3/6/24: DARE BOC RESULTS: CREEF UPSETS OVERMAN; BURRUS BESTS BASNIGHT, IN PRIMARY ELECTION, RECEIVING LESS THAN 9 PERCENT OF COUNTY ELECTORATE’S SUPPORT TO WIN SEATS ON BOARD. WOODARD WINS, BUT FACES OPPOSITION IN NOVEMBER.  

About 25 percent of Dare County’s registered voters cast ballots in yesterday’s primary election, a turnout that, although typical for primaries, resulted in two Republican candidates for the Dare County Board of Commissioners (BOC)—newcomers Carson Creef and Michael Burrus—winning seats on the seven-member board with less than 9 percent of the electorate’s support.

Republican Robert L. Woodard, Sr., the longtime chairperson of the BOC, had a stronger showing in his primary race, garnering about 10 percent of the Dare County electorate in his defeat of newcomer Christian Thomas Hayman. Unlike Mr. Creef and Mr. Burrus, however, Mr. Woodard has a Democratic opponent in the November general election.   

According to unofficial results from the N.C. State Board of Elections (NCSBE), Mr. Creef, a Wanchese commercial fisherman who openly campaigned as “pro Trump,” ousted longtime BOC Vice Chair Wally Overman, who was first elected in 2013, by a vote of 2,924 to 2,294, and Mr. Burrus, a Wanchese businessman, defeated Bea Basnight, who was appointed to the BOC in December to fill the seat of the late Jim Tobin until the November election, by a vote of 2,942 to 2,355.

Both Mr. Creef’s and Mr. Burrus’s vote totals represent about 8.8 percent of the 33,310 registered voters in Dare County, of whom 8,159, or 24.49 percent, voted in the primary, according to the NCSBE.    

Mr. Creef received 56.04 percent of the votes cast in his primary race, to Mr. Overman’s 43.96 percent, to win one of the two District 1 seats representing Roanoke Island and the Dare County mainland. Mr. Burrus received 55.54 percent of the votes cast in his race, to Ms. Basnight’s 44.46 percent, to win the other District 1 seat.  

Mr. Woodard defeated Mr. Hayman by a vote of 3,437 to 1,652, or 67.54 percent to 32.46 percent of the votes cast. He will face Democratic challenger Katie Morgan of Colington in November for his District 2 seat, which represents Nags Head, Colington, and Kill Devil Hills.

Ms. Morgan announced her candidacy last December, and The Beacon has been remiss in not being aware of it. We apologize to readers for this significant oversight. Ms. Morgan was a passionate opponent of both SAGA Realty & Construction and its Ginguite Creek mixed-use development during public-comment periods in the three Special Use Permit application hearings held last fall by the Southern Shores Planning Board.

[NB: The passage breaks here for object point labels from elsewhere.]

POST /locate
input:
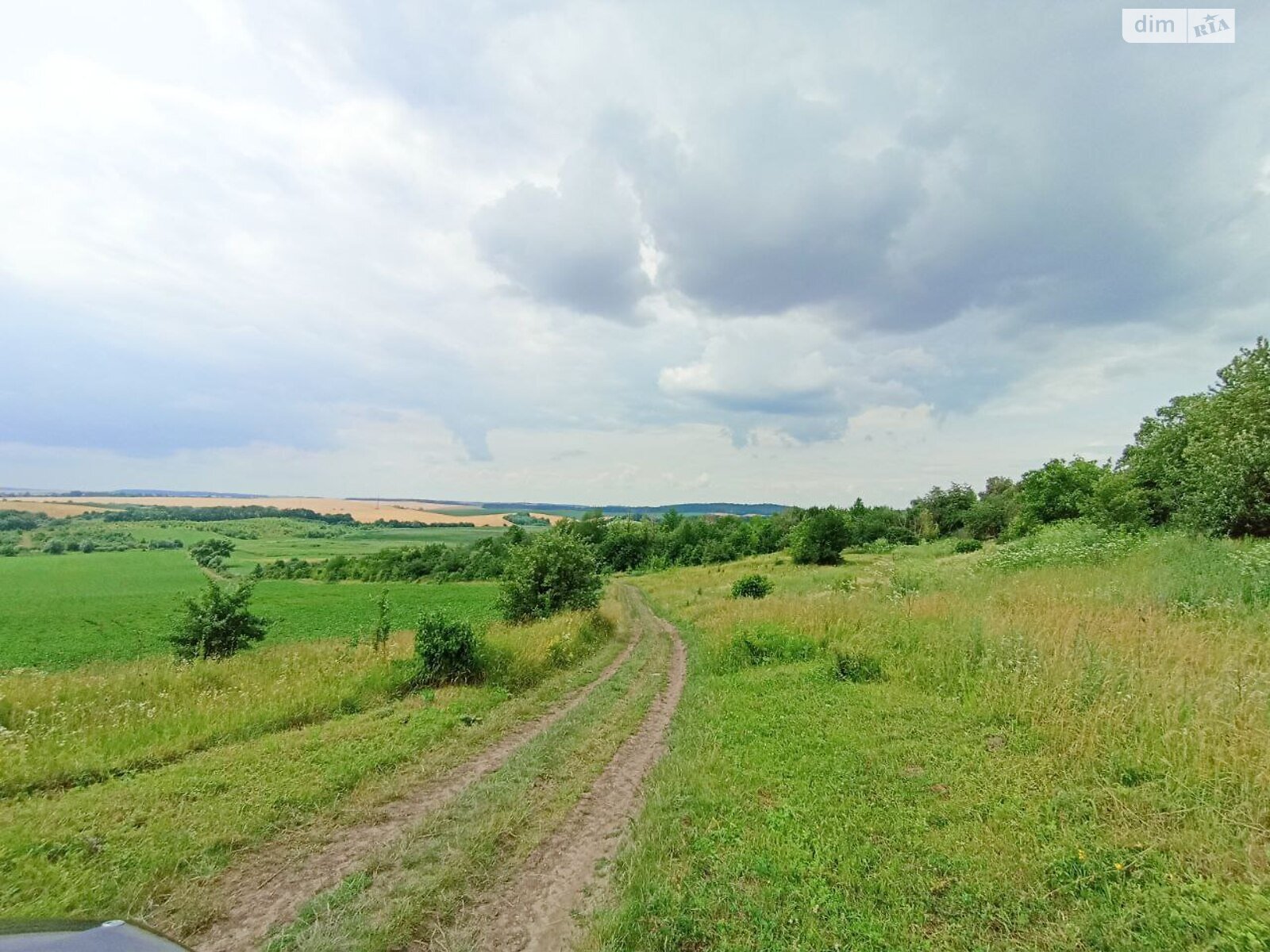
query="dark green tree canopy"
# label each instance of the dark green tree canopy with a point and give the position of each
(217, 624)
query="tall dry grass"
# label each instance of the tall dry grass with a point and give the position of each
(1145, 676)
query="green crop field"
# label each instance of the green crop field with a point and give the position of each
(266, 539)
(64, 611)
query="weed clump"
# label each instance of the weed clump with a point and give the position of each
(855, 666)
(766, 644)
(752, 587)
(446, 651)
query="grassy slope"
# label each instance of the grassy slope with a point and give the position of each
(59, 612)
(117, 847)
(1058, 758)
(422, 886)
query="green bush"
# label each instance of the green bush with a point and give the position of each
(446, 651)
(766, 644)
(752, 587)
(855, 666)
(819, 537)
(217, 624)
(556, 573)
(211, 552)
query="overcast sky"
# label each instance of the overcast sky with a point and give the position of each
(615, 251)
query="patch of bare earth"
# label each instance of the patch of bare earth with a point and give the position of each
(537, 909)
(270, 888)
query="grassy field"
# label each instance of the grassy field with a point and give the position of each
(266, 539)
(1068, 747)
(64, 611)
(122, 785)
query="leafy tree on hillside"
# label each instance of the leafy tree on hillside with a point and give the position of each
(1206, 459)
(996, 509)
(217, 624)
(819, 537)
(1227, 484)
(949, 508)
(1119, 503)
(556, 573)
(211, 552)
(1058, 490)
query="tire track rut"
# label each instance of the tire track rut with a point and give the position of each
(537, 911)
(271, 889)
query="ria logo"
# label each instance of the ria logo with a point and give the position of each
(1180, 25)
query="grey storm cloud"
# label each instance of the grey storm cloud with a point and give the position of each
(901, 194)
(577, 244)
(530, 224)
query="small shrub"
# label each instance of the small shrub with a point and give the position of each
(855, 666)
(446, 651)
(752, 587)
(211, 552)
(766, 644)
(217, 624)
(383, 626)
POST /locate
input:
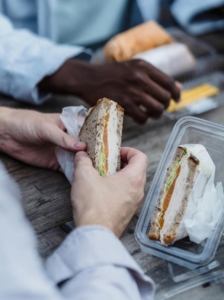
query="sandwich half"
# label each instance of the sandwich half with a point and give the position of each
(102, 133)
(166, 221)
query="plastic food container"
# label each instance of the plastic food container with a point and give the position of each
(188, 130)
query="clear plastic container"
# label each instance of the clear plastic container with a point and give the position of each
(188, 130)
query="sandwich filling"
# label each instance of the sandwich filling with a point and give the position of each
(169, 186)
(109, 152)
(102, 131)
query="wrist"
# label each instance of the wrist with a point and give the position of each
(68, 79)
(5, 117)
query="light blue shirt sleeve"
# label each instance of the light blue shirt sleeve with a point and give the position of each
(92, 263)
(25, 59)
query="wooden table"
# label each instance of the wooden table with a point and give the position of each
(46, 195)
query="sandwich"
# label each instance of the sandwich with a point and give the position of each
(102, 132)
(137, 39)
(188, 172)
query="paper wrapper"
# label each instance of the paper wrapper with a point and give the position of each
(206, 202)
(173, 59)
(73, 118)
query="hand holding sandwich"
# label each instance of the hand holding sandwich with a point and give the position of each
(108, 201)
(141, 89)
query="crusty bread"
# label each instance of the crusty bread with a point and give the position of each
(169, 233)
(135, 40)
(93, 131)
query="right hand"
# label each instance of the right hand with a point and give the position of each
(133, 84)
(108, 201)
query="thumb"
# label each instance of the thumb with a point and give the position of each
(82, 160)
(63, 140)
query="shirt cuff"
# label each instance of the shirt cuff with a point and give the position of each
(24, 64)
(89, 247)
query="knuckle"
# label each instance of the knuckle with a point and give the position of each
(171, 84)
(159, 108)
(136, 77)
(137, 182)
(167, 97)
(139, 62)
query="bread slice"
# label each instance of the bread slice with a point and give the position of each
(102, 132)
(173, 198)
(135, 40)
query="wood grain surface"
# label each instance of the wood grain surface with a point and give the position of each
(46, 194)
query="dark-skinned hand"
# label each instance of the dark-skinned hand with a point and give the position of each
(140, 88)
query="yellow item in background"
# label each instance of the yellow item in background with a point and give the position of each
(193, 95)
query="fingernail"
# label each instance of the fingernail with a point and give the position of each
(80, 153)
(79, 145)
(179, 85)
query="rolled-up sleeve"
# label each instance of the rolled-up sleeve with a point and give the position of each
(93, 264)
(25, 59)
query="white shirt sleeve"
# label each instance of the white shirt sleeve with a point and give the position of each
(25, 59)
(91, 262)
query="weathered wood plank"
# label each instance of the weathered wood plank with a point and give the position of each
(46, 194)
(49, 240)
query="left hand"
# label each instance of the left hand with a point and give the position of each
(32, 137)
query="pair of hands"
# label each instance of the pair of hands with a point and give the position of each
(141, 89)
(111, 201)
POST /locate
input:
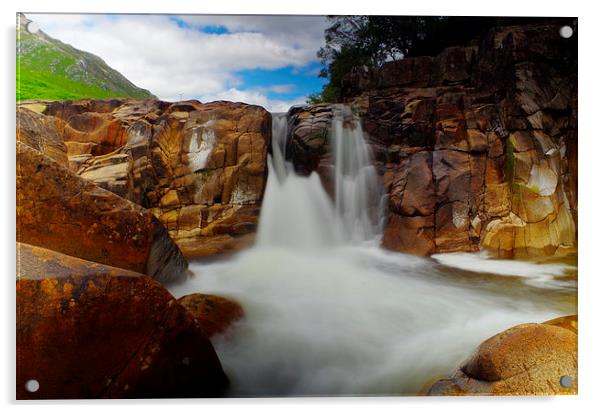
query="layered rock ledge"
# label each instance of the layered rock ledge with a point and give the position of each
(477, 146)
(199, 168)
(58, 210)
(88, 330)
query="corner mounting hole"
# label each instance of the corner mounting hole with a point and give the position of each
(566, 31)
(566, 381)
(32, 386)
(32, 27)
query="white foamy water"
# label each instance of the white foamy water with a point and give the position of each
(541, 275)
(328, 312)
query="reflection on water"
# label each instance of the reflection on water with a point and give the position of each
(360, 320)
(329, 313)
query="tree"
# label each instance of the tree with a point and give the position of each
(374, 40)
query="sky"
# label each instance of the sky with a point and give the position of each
(265, 60)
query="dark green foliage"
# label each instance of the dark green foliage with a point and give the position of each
(373, 40)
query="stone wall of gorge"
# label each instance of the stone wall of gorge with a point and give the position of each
(477, 146)
(199, 168)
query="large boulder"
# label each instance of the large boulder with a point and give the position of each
(88, 330)
(59, 210)
(214, 314)
(528, 359)
(200, 168)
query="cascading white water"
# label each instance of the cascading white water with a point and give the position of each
(297, 211)
(326, 314)
(358, 189)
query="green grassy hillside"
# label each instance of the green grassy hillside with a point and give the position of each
(51, 70)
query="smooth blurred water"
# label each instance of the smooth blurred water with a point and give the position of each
(328, 312)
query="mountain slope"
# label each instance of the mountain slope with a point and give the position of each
(50, 69)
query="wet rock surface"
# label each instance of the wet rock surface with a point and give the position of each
(477, 146)
(214, 314)
(88, 330)
(528, 359)
(58, 210)
(199, 168)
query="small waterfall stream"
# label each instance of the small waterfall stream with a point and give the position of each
(328, 312)
(301, 206)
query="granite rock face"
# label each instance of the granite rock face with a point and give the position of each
(214, 314)
(58, 210)
(200, 168)
(477, 146)
(88, 330)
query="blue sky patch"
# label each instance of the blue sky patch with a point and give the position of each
(285, 83)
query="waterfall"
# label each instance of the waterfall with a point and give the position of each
(327, 312)
(298, 212)
(358, 190)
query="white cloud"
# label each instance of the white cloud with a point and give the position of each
(255, 98)
(155, 53)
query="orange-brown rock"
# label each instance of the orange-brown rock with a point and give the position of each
(214, 314)
(87, 330)
(200, 164)
(42, 133)
(59, 210)
(497, 123)
(528, 359)
(569, 322)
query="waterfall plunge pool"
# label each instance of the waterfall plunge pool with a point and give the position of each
(329, 312)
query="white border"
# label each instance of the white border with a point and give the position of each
(590, 156)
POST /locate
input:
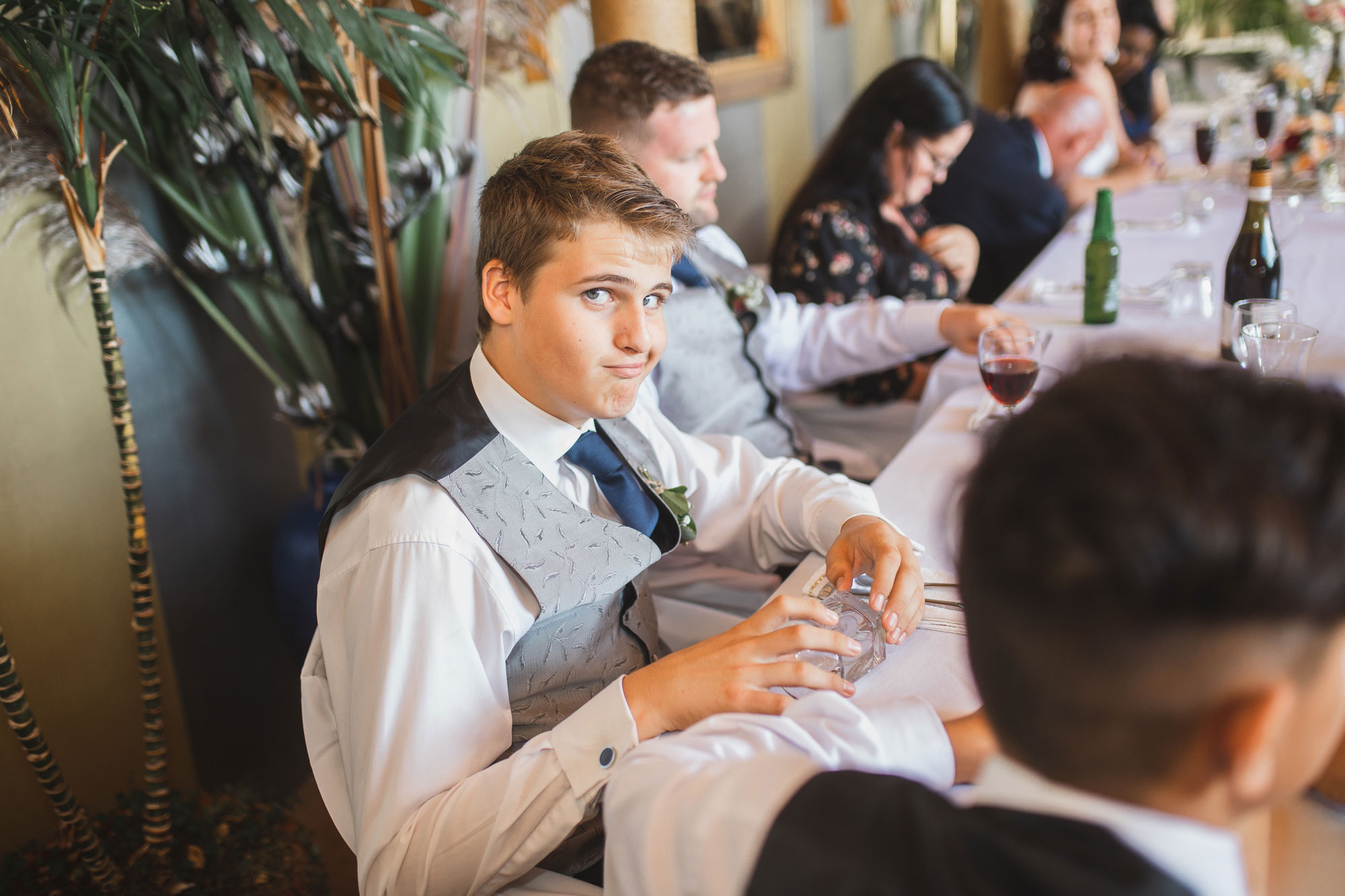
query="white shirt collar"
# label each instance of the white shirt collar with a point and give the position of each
(543, 438)
(1044, 162)
(1207, 858)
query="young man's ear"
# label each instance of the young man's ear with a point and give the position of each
(500, 294)
(1252, 735)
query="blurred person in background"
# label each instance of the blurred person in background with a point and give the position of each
(1015, 185)
(1141, 83)
(857, 229)
(736, 345)
(1077, 40)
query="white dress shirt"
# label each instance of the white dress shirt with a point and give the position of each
(406, 696)
(688, 813)
(806, 346)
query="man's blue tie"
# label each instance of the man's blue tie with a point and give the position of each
(687, 274)
(618, 482)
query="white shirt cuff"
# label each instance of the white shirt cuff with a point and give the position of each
(594, 737)
(918, 327)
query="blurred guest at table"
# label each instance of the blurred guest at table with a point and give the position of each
(856, 228)
(1141, 83)
(735, 343)
(1015, 185)
(1077, 40)
(1160, 643)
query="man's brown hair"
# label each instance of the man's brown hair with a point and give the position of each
(621, 85)
(558, 185)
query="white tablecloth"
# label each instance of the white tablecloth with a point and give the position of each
(1313, 272)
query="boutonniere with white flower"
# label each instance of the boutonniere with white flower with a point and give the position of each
(677, 502)
(744, 296)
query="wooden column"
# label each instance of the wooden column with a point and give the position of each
(665, 24)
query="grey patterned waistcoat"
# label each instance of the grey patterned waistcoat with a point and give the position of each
(597, 620)
(707, 380)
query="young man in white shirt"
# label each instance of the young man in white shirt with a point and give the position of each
(731, 358)
(1153, 568)
(486, 646)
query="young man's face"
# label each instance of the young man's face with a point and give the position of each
(591, 327)
(679, 154)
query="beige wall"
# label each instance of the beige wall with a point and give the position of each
(65, 602)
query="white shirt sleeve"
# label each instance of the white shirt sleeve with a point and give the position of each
(751, 510)
(688, 813)
(415, 641)
(809, 346)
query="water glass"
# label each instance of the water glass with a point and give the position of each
(859, 622)
(1250, 311)
(1191, 290)
(1280, 350)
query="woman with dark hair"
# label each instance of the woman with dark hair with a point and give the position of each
(1078, 40)
(856, 229)
(1140, 79)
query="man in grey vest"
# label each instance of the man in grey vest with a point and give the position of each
(486, 646)
(735, 346)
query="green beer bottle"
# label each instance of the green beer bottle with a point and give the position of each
(1102, 257)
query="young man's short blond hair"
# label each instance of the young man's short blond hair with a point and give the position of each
(558, 185)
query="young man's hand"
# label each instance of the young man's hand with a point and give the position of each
(871, 545)
(956, 248)
(734, 673)
(961, 326)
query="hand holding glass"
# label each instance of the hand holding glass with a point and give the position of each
(1011, 360)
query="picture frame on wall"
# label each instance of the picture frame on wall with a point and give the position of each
(746, 44)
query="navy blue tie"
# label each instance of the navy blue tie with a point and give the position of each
(687, 274)
(618, 482)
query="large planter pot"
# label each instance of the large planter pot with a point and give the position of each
(295, 561)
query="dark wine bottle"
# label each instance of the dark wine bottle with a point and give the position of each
(1253, 270)
(1102, 257)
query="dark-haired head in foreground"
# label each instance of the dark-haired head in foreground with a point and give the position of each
(1153, 563)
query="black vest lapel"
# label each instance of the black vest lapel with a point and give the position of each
(855, 833)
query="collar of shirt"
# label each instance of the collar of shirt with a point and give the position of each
(1207, 858)
(1044, 162)
(543, 438)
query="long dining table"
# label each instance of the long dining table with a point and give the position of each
(1304, 850)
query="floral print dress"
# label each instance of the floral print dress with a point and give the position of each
(829, 255)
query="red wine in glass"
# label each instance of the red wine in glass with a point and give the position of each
(1009, 378)
(1204, 143)
(1265, 123)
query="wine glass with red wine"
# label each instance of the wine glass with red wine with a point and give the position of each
(1265, 119)
(1207, 135)
(1011, 360)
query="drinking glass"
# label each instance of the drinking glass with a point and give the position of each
(1191, 288)
(1280, 350)
(859, 622)
(1011, 360)
(1250, 311)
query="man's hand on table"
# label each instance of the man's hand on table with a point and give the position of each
(871, 545)
(734, 671)
(961, 326)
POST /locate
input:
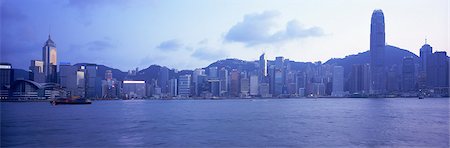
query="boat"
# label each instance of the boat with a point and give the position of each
(70, 101)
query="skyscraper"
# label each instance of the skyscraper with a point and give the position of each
(426, 52)
(5, 79)
(262, 69)
(408, 74)
(184, 84)
(234, 83)
(254, 85)
(223, 77)
(49, 59)
(68, 78)
(377, 53)
(338, 81)
(37, 71)
(438, 72)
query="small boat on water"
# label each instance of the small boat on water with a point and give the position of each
(71, 101)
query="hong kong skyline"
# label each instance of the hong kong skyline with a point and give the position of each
(129, 34)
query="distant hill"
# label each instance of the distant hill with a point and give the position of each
(230, 64)
(394, 56)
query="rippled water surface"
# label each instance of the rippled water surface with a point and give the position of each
(229, 123)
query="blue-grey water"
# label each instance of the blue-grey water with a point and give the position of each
(229, 123)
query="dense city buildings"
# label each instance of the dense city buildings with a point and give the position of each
(134, 89)
(368, 74)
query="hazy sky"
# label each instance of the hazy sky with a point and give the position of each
(190, 34)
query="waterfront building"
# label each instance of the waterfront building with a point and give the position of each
(49, 57)
(377, 53)
(173, 87)
(291, 85)
(278, 82)
(438, 73)
(68, 78)
(338, 81)
(359, 81)
(300, 81)
(213, 73)
(214, 87)
(245, 86)
(134, 89)
(394, 80)
(408, 75)
(262, 72)
(223, 77)
(264, 90)
(184, 83)
(93, 83)
(6, 75)
(81, 83)
(37, 71)
(110, 86)
(163, 79)
(254, 84)
(29, 90)
(234, 83)
(198, 82)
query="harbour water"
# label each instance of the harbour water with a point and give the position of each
(229, 123)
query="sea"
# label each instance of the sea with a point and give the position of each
(321, 122)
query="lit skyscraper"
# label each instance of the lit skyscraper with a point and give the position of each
(184, 84)
(408, 74)
(262, 69)
(425, 52)
(37, 71)
(49, 59)
(377, 53)
(338, 81)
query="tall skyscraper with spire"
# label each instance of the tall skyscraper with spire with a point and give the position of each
(49, 58)
(377, 53)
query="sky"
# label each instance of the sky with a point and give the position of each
(183, 34)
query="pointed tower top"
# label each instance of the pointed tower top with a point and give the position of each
(49, 42)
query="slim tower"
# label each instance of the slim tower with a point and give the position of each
(377, 53)
(49, 59)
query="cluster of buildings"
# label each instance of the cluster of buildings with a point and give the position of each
(263, 79)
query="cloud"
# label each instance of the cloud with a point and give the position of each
(85, 5)
(10, 13)
(97, 45)
(257, 29)
(170, 45)
(209, 54)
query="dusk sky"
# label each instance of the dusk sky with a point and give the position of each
(126, 34)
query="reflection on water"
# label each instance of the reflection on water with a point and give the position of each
(231, 123)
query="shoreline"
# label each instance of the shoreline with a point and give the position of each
(226, 99)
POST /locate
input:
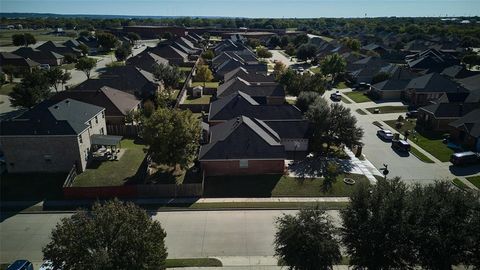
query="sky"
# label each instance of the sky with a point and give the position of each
(250, 8)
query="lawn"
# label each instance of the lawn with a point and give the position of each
(114, 173)
(276, 186)
(205, 99)
(31, 186)
(360, 111)
(428, 141)
(193, 262)
(207, 84)
(389, 109)
(475, 180)
(358, 96)
(6, 88)
(40, 35)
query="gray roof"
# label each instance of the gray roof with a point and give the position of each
(67, 117)
(242, 138)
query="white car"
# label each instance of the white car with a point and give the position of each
(385, 134)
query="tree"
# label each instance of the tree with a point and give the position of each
(375, 229)
(208, 55)
(86, 65)
(84, 48)
(278, 70)
(23, 39)
(306, 241)
(333, 64)
(440, 214)
(170, 75)
(113, 235)
(204, 74)
(306, 51)
(122, 52)
(173, 136)
(33, 89)
(263, 52)
(107, 41)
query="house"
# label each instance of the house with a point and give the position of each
(118, 104)
(172, 54)
(249, 75)
(61, 49)
(41, 57)
(240, 103)
(242, 145)
(264, 93)
(466, 130)
(130, 79)
(146, 61)
(51, 137)
(18, 62)
(420, 91)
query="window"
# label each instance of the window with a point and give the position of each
(243, 163)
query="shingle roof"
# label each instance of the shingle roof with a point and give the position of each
(242, 138)
(67, 117)
(242, 104)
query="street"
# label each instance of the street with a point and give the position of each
(189, 233)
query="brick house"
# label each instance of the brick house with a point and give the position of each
(51, 137)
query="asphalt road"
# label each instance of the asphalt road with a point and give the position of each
(189, 233)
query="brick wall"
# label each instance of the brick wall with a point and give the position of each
(232, 167)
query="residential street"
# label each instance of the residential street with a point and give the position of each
(189, 233)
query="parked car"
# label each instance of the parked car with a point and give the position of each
(465, 158)
(385, 134)
(412, 114)
(401, 145)
(20, 265)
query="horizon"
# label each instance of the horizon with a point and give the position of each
(248, 8)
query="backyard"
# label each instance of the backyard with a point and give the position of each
(114, 173)
(276, 186)
(358, 96)
(430, 141)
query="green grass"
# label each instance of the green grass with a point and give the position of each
(428, 141)
(114, 173)
(207, 84)
(358, 96)
(420, 155)
(345, 100)
(475, 180)
(205, 99)
(31, 186)
(40, 35)
(7, 88)
(360, 111)
(389, 109)
(276, 186)
(457, 182)
(193, 262)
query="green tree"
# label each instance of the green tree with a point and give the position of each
(113, 235)
(173, 136)
(122, 52)
(263, 52)
(107, 41)
(306, 241)
(375, 229)
(204, 74)
(33, 89)
(86, 65)
(23, 39)
(170, 75)
(333, 64)
(440, 215)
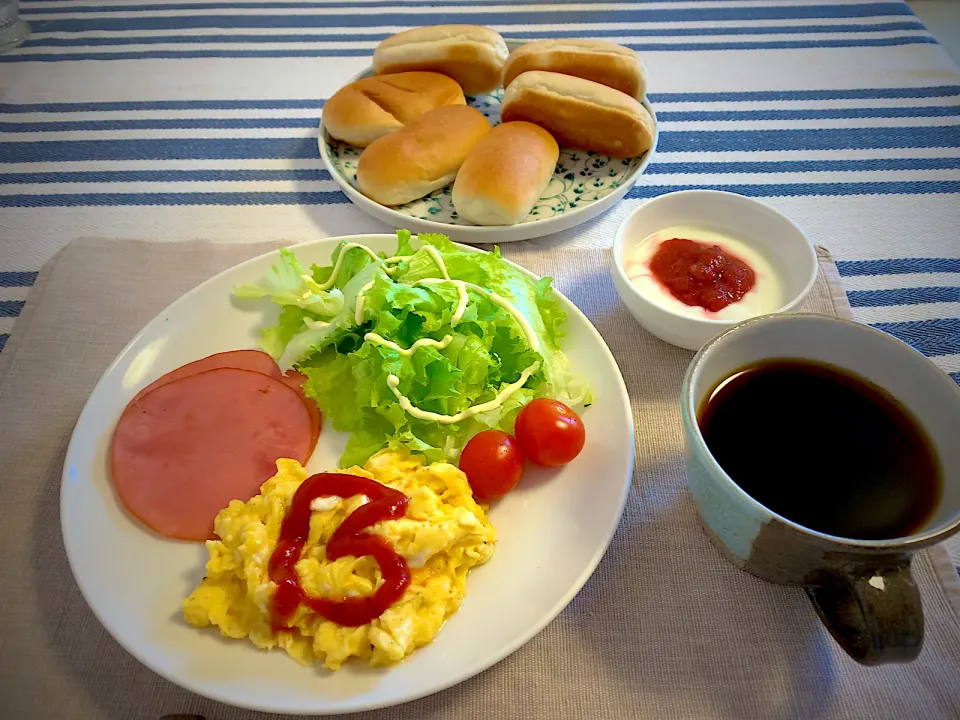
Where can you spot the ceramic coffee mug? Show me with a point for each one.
(862, 589)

Also in November, incumbent Commissioner Steve House, a Republican who represents Duck, Southern Shores, and Kitty Hawk, will face Democratic challenger Dennis Zaenger for his District 3 seat, and Democrat Aida Havel and Republican Mary Ellon Ballance will vie for the District 4 seat (Hatteras Island), currently held by Commissioner Danny Couch, who decided not to run for reelection.  

Thanks to Mr. Creef’s and Mr. Burrus’s victories yesterday, and Mr. Couch’s decision not to run, there will be at least three new members of the Dare County Board of Commissioners in December.

All BOC members serve four-year terms, and elections among the seven members are staggered.

To see all of the Dare County election results, or to see all results statewide, go to the N.C. State Board of Elections website at www.ncsbe.gov and click on the link at the top of the home page.

The turnout statewide was 24.02 percent, according to the NCSBE.